As Cyrus advances in her ongoing relationship with Morando and Hemsworth advances toward a new partnership with Brooks, the idea of personal artifacts as living history appears to be a central theme: a way to honor past chapters while continuing to evolve. In the end, Cyrus’s philosophy appears to be less about clinging to a moment than about honoring the process of growth and the human moments that shape it.

In the broader arc of Culture & Entertainment, Cyrus’s remarks underscore a familiar truth about celebrity life: artifacts — whether a dress, a letter, or a note from a beloved partner — can hold both intimate meaning and public resonance, prompting questions about what deserves a permanent place in a person’s evolving narrative. Cyrus’s emphasis on holistic self-definition and the idea of eras as metamorphosis rather than costumes offer a lens through which fans and observers alike can understand her evolving career and personal story.
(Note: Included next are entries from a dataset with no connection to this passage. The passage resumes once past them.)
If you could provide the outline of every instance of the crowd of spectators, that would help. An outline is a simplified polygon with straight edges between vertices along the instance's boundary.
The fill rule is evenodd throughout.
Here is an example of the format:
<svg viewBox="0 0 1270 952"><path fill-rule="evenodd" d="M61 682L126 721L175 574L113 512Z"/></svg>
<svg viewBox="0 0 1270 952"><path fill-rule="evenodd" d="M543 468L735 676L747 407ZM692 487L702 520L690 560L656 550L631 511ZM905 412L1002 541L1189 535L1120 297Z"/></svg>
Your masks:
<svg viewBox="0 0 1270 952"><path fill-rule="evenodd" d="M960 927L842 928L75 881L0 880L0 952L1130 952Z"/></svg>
The fashion-and-memory dynamic also raises questions about how stars manage memorabilia as royalties of fame. Cyrus’s approach — preserving the private alongside the public, building a curated archive, and allowing life’s most personal moments to inform but not overwhelm her artistic trajectory — suggests a model for navigating culture’s appetite for personal history while preserving the autonomy to shape that history on one’s own terms.
As Cyrus continues to balance a demanding performance schedule with private life and public scrutiny, her remarks offer a snapshot of an artist who views memory less as nostalgia and more as a living guide to future creative decisions. The dress from that first date may remain out of sight for now, but it stands as a symbol of a larger principle she has embraced: to honor the past without letting it dictate the present or the future.